Okay, that doesn't sound so dark, but I haven't told you the half of it. Really, you don't want to know. Suffice it to say, my father, brilliant surgeon that he was, died broke. There was supposed to be yet another hearing today about his estate, which, yes, five years later we still haven't closed. What happened to all the money? Cars. Women. More cars. More women. His last girlfriend was a doozie. She vanished with one of the cars, although I think we actually got that one back. Did I mention that she was a stripper? Exotic dancer, please. Most definitely non-prescription drugs were involved. Not that my dad did those, the alcohol was enough, and, indeed, he spent the last decade or more of his life going to AA meetings. A good number of the people who came to his funeral (and there were hundreds--my father was loved) whispered to us in the reception line that they had met him through AA.

A full life, indeed. It was impossible to keep up with Dad, he was so good at so many things. I remember a gun--black-powder rifle, to be exact--that he was working on. He loved making things, working with his hands. That's what I remember most vividly about him: his hands. All knuckles and gentleness. Okay, now I'm crying. My father was a big man, over six feet tall, and his hands were correspondingly big. But so gentle and caring. He saved so many people's lives with those hands. Soldiers and veterans and young men who had cut each other with knives (remember, he did trauma). Old people whose hearts were failing. Young people who had been shot. Some of them, I think, came to his funeral, too. But not all. That would have taken a stadium to hold.

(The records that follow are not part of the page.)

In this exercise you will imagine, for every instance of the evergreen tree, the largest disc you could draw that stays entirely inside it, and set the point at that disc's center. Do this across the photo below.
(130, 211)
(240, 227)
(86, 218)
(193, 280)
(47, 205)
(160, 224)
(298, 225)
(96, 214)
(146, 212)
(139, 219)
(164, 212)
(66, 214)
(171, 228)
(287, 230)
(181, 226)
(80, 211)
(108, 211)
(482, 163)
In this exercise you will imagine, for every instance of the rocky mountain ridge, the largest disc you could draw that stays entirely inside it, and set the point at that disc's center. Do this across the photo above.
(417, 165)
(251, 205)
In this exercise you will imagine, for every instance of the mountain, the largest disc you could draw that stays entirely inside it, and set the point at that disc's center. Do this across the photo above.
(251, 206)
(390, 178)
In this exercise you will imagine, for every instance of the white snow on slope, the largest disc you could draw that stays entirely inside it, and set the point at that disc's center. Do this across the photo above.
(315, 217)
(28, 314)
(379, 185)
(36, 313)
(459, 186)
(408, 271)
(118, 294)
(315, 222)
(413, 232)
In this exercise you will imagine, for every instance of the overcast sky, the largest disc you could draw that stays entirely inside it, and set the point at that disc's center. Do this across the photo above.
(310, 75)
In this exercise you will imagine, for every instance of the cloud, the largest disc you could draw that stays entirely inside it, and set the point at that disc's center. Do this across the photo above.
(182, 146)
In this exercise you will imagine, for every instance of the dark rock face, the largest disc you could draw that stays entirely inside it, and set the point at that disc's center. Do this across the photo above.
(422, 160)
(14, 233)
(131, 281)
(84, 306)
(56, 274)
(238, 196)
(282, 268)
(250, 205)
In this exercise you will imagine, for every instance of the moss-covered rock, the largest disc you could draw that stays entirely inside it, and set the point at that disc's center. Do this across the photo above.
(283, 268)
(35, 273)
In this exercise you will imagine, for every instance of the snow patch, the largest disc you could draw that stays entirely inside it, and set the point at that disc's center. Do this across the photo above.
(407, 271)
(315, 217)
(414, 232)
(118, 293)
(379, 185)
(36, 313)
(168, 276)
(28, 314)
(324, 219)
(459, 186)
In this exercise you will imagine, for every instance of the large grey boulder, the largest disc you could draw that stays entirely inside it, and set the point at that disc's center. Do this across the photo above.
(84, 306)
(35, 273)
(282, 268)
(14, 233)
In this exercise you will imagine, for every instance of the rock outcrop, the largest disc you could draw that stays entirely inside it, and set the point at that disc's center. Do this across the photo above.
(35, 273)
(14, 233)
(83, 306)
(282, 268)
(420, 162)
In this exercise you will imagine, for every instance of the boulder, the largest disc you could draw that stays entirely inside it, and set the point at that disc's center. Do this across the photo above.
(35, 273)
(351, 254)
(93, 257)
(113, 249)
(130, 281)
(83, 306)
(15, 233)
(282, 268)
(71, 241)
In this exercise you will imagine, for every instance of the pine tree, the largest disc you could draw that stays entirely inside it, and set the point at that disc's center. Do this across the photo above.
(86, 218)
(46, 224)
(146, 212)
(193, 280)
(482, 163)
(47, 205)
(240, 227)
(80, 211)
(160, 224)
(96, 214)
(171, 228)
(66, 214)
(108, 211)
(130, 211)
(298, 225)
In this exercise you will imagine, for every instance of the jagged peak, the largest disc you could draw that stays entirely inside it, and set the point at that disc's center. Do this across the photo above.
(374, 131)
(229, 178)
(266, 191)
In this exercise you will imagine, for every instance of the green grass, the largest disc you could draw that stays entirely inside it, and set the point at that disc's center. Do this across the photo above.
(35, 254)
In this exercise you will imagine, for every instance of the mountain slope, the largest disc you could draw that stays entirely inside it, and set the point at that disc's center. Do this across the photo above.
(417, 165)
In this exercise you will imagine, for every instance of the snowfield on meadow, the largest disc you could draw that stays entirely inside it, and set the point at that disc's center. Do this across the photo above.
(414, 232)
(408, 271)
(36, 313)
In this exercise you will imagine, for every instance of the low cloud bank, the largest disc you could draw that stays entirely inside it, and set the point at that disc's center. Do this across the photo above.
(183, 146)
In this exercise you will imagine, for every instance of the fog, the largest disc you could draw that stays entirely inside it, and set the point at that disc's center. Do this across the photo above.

And yet, he could not save himself from himself. No, he didn't commit suicide, although it's a miracle that he did not. For years when I was in graduate school, I dreaded the phone ringing, worried that it would be Dad in one of his moods. "I'm going to kill myself," he would say. "No, Dad," I would plead, "don't! I need you, don't! Please, don't." I think my brother got the worst of it in those years, when Dad would spend the time he wasn't scaring me badgering my brother about whether he knew history (my brother does comparative literature, really, a totally different field). But I remember those phone calls. And I remember, too, all of the times, after my husband and I moved here to Chicago, that Dad would drive up to see us from Louisville and badger us about the Bears. He died the year before they finally made it back to the Superbowl.

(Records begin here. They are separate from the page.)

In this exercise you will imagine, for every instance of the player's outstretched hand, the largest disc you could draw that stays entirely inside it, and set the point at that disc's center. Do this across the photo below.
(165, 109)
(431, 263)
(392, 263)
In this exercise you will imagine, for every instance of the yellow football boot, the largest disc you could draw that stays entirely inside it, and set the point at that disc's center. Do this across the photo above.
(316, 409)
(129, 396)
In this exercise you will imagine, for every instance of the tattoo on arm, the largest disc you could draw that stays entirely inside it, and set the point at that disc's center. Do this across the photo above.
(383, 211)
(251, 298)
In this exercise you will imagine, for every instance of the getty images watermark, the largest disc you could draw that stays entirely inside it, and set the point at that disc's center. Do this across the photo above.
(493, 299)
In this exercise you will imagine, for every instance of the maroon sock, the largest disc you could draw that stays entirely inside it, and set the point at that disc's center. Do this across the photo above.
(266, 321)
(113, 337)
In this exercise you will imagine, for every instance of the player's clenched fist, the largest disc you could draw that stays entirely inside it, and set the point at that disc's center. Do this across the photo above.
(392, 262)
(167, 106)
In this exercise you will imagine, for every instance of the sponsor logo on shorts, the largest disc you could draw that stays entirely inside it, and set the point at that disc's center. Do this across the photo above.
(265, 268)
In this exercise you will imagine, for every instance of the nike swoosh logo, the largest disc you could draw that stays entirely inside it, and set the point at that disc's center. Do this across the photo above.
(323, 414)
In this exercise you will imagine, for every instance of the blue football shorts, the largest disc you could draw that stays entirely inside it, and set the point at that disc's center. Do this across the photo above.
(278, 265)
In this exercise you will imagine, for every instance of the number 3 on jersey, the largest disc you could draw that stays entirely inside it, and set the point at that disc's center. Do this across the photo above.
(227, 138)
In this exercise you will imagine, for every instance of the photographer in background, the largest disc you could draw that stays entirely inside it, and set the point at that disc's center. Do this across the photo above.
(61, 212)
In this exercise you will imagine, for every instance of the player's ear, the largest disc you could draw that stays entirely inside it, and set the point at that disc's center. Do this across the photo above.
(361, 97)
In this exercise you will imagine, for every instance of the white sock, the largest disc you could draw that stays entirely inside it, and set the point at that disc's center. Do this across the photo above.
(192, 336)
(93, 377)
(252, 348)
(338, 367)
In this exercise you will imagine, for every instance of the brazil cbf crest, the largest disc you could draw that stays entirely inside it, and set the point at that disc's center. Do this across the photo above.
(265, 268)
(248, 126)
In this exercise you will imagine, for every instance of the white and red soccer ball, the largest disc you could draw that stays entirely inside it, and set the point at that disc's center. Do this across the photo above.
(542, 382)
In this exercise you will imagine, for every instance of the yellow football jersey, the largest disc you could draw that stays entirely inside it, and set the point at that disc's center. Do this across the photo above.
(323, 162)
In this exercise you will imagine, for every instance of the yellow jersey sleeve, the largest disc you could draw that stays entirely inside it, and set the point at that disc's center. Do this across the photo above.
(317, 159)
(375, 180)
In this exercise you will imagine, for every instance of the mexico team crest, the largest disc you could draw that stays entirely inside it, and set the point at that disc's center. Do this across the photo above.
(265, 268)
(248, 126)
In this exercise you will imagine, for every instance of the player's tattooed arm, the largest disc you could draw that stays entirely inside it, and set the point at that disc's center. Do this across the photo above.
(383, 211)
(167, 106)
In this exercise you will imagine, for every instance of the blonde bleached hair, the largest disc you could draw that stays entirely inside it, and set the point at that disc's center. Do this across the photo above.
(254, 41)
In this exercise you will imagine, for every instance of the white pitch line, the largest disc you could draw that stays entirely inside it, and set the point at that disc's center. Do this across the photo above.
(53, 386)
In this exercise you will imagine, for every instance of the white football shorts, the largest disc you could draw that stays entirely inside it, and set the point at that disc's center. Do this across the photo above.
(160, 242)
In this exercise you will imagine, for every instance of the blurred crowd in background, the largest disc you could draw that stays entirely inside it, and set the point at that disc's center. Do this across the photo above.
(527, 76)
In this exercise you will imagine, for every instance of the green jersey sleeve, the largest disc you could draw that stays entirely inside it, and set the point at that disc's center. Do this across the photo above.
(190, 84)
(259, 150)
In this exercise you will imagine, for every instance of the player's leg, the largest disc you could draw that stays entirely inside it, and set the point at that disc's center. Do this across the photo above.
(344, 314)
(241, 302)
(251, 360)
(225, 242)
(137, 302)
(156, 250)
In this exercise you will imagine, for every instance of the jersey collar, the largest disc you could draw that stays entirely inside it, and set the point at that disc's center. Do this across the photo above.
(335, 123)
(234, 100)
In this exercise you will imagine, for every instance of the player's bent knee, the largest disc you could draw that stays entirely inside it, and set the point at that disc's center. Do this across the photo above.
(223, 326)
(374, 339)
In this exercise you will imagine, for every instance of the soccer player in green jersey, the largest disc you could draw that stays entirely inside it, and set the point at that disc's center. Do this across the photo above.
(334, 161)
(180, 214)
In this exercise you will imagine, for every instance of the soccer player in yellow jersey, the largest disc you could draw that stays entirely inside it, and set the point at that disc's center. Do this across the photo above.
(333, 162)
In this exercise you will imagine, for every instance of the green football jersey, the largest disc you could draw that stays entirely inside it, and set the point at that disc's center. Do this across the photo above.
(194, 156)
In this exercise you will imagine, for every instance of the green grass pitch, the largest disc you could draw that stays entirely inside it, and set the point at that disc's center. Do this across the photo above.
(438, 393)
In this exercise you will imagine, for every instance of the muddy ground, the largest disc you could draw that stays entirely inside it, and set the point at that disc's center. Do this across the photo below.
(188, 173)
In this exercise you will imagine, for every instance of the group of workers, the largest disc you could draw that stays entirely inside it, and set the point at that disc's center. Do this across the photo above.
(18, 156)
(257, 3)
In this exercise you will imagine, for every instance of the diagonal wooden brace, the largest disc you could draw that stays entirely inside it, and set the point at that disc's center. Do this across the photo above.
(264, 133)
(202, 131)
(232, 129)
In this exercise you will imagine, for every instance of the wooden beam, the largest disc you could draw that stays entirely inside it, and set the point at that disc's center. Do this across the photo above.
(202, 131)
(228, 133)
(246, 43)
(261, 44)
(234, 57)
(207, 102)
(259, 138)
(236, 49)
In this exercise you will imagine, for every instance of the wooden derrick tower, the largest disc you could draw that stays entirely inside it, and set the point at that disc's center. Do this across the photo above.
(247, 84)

In the end, it wasn't cancer that got him, despite all the cigarettes. Nor was it a car wreck; Dad was actually an extremely safe--if fast--driver. I don't think he was ever in an accident. Nor was it his liver, amazingly enough. It was an embolism following a stroke. Most likely the blood clot came from the varicose veins in his legs, which he had had for as long as I can remember. He was a surgeon and surgeons spend a lot of time standing on their legs. Dad's legs looked like fleshy cauliflowers, all filled with blood. Maybe if he had had them fixed when he was in his thirties, but he was too busy then. And in his forties. And in his fifties. And in his sixties, when he died. Too busy taking care of patients. Too busy asking impossible questions of his kids.

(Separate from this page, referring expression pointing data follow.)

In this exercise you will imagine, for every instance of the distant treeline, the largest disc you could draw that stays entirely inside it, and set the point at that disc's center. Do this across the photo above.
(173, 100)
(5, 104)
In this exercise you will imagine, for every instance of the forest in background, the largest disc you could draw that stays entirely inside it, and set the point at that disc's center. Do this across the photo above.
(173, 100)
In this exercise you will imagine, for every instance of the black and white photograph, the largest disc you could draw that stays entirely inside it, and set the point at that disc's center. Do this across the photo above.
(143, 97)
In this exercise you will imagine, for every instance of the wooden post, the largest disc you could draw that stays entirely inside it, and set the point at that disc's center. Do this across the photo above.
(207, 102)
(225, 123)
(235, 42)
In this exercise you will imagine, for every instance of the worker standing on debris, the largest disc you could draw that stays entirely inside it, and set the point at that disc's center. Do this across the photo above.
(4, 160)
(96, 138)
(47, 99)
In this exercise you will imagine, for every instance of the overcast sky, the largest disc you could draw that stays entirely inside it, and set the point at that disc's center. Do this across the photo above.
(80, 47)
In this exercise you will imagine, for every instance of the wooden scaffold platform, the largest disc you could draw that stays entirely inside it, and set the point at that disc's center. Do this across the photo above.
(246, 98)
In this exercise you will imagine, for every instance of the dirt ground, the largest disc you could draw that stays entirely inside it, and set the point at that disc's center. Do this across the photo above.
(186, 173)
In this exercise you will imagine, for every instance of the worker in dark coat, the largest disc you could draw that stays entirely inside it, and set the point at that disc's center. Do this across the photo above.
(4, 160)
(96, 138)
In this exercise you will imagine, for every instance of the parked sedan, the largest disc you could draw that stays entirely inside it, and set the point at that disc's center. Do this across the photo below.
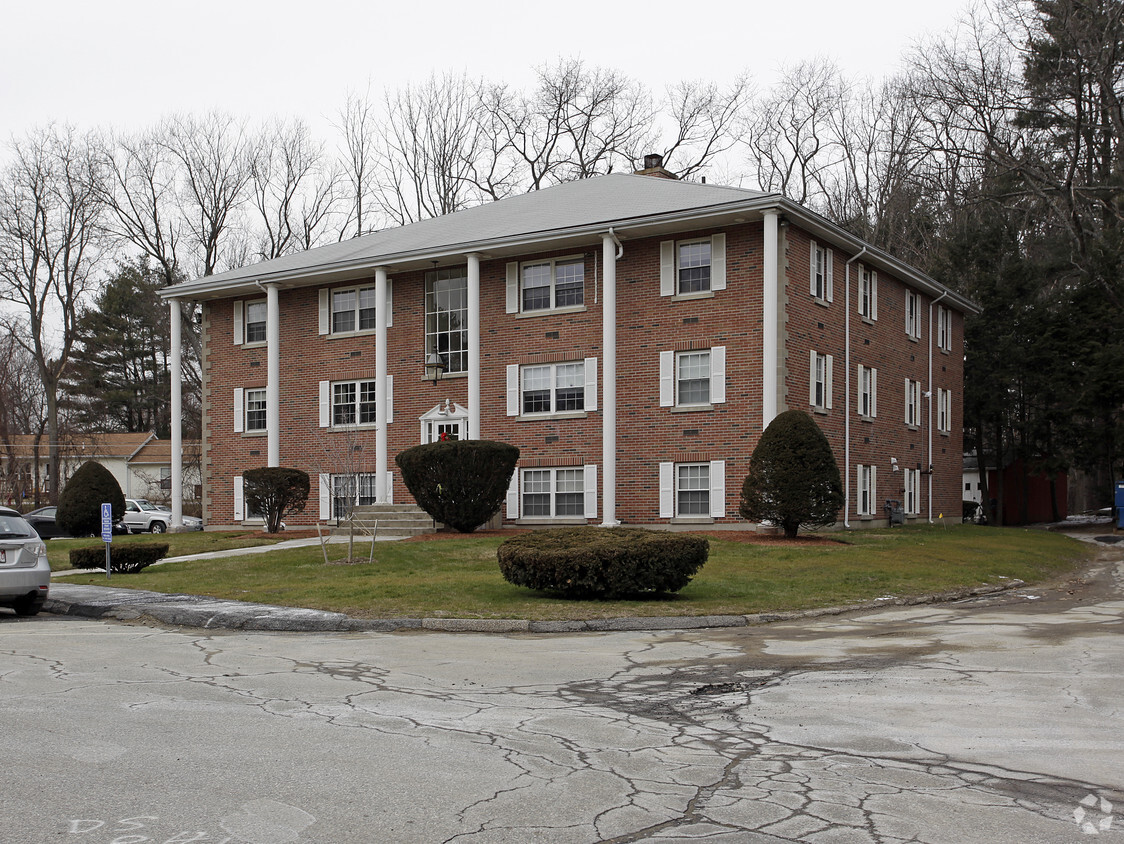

No, he wasn't a saint. He wasn't, if you met him in the wrong mood, even a particularly nice person. But for his students and patients and car guys and fellow-AAers and me, he was real, more real than almost anybody else I have known. You might not like him very much, but you couldn't ignore him. He wouldn't let you, because it was so important to him to get to the answer to the only question (as he would put it) that ever really matters: "Why?"